"The denouement". My answer to prof. Knoop.

They create an image of this disease as being mainly about chronic fatigue. This notion is a central theme in the studies by professor Knoop and professor Bleijenberg. Often criteria are used where chronic fatigue is the primary focus, and where PEM is only optional (variation on the FUKUDA criteria) or worse: completely absent (variation on the OXFORD criteria).
Very important, that bit. Seems to have been swamped a bit lately by the – highly justified – critiques focusing on subjective outcome measures in open label studies and changes in outcome measures part way through a study. So it's good to bring it to the forefront again. If you don't start with a well-defined patient cohort any study results will be invalid, no matter how good or bad the study methods are afterwards.
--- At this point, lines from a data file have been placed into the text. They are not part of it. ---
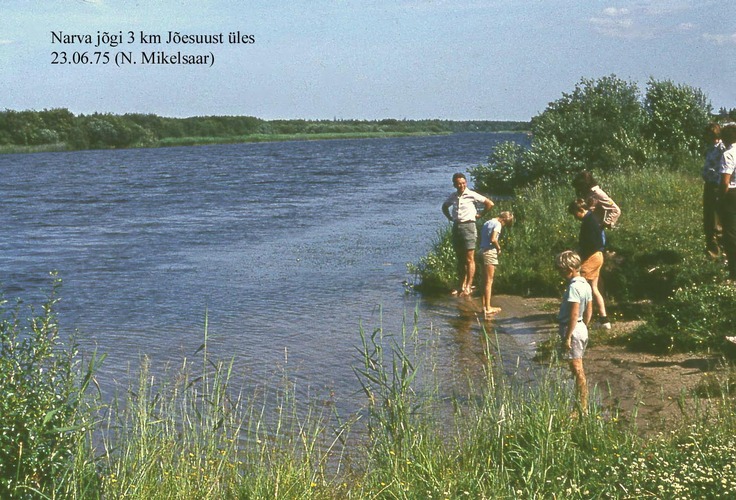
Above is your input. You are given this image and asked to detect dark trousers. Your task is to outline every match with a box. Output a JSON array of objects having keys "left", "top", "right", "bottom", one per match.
[
  {"left": 720, "top": 189, "right": 736, "bottom": 279},
  {"left": 703, "top": 182, "right": 722, "bottom": 254}
]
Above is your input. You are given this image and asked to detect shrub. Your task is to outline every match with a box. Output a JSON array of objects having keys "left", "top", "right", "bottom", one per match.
[
  {"left": 628, "top": 283, "right": 736, "bottom": 352},
  {"left": 0, "top": 281, "right": 97, "bottom": 498},
  {"left": 471, "top": 75, "right": 711, "bottom": 194},
  {"left": 644, "top": 79, "right": 712, "bottom": 166}
]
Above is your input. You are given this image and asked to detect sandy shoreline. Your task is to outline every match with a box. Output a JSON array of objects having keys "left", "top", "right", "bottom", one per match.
[{"left": 478, "top": 295, "right": 721, "bottom": 434}]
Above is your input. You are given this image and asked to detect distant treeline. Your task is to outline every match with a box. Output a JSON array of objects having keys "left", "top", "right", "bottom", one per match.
[{"left": 0, "top": 108, "right": 529, "bottom": 150}]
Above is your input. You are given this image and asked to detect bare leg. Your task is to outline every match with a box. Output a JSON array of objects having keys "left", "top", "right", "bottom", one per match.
[
  {"left": 570, "top": 358, "right": 588, "bottom": 415},
  {"left": 588, "top": 278, "right": 608, "bottom": 318},
  {"left": 463, "top": 249, "right": 475, "bottom": 295},
  {"left": 483, "top": 264, "right": 496, "bottom": 313}
]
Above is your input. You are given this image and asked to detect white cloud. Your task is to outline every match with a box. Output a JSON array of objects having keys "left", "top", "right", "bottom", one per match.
[
  {"left": 588, "top": 7, "right": 636, "bottom": 38},
  {"left": 588, "top": 0, "right": 697, "bottom": 39},
  {"left": 603, "top": 7, "right": 629, "bottom": 17},
  {"left": 703, "top": 33, "right": 736, "bottom": 45}
]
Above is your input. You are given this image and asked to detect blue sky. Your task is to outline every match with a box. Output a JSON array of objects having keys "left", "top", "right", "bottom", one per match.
[{"left": 0, "top": 0, "right": 736, "bottom": 120}]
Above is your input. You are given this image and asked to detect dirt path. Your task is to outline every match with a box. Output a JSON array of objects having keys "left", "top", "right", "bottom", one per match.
[{"left": 488, "top": 296, "right": 722, "bottom": 434}]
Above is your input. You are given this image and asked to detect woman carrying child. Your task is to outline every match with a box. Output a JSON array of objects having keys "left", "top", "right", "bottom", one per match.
[{"left": 572, "top": 170, "right": 621, "bottom": 229}]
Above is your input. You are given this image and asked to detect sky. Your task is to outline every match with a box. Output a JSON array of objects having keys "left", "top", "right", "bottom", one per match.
[{"left": 0, "top": 0, "right": 736, "bottom": 121}]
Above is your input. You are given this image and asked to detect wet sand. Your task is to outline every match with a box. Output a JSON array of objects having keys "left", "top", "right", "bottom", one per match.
[{"left": 458, "top": 295, "right": 722, "bottom": 434}]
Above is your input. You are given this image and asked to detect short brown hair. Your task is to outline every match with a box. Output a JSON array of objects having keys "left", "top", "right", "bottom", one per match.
[
  {"left": 555, "top": 250, "right": 580, "bottom": 271},
  {"left": 567, "top": 198, "right": 588, "bottom": 215},
  {"left": 498, "top": 210, "right": 514, "bottom": 227},
  {"left": 721, "top": 123, "right": 736, "bottom": 146}
]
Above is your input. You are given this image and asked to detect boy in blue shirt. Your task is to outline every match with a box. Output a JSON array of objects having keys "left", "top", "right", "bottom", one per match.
[{"left": 555, "top": 250, "right": 593, "bottom": 415}]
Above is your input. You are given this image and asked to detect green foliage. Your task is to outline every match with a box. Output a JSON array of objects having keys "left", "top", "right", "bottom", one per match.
[
  {"left": 0, "top": 109, "right": 528, "bottom": 152},
  {"left": 408, "top": 227, "right": 458, "bottom": 292},
  {"left": 0, "top": 281, "right": 97, "bottom": 498},
  {"left": 471, "top": 75, "right": 711, "bottom": 194},
  {"left": 644, "top": 79, "right": 712, "bottom": 166},
  {"left": 532, "top": 75, "right": 644, "bottom": 175},
  {"left": 627, "top": 283, "right": 736, "bottom": 352}
]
Somewhere I saw the analogy that confounding the symptom chronic fatigue with the illness ME/CFS is like confounding the symptom headache with the illness migraine. Imagine you collected a bunch of people with sore heads, of any sort, and used that cohort to find a treatment for migraine. Likely you'd reach the conclusion that aspirin was effective for migraine!
 
As New York State Health Commissioner, Howard A Zucker, wrote in May of last year (bolding mine):
Howard Zucker said:
In the past, cognitive behavior therapy (CBT) and a graded exercise therapy (GET) were recommended as treatments. However, these recommendations were based on studies that included patients with other fatiguing conditions. Because of the hallmark intolerance to exertion of ME/CFS, exercise may actually worsen the health of those living with this disease.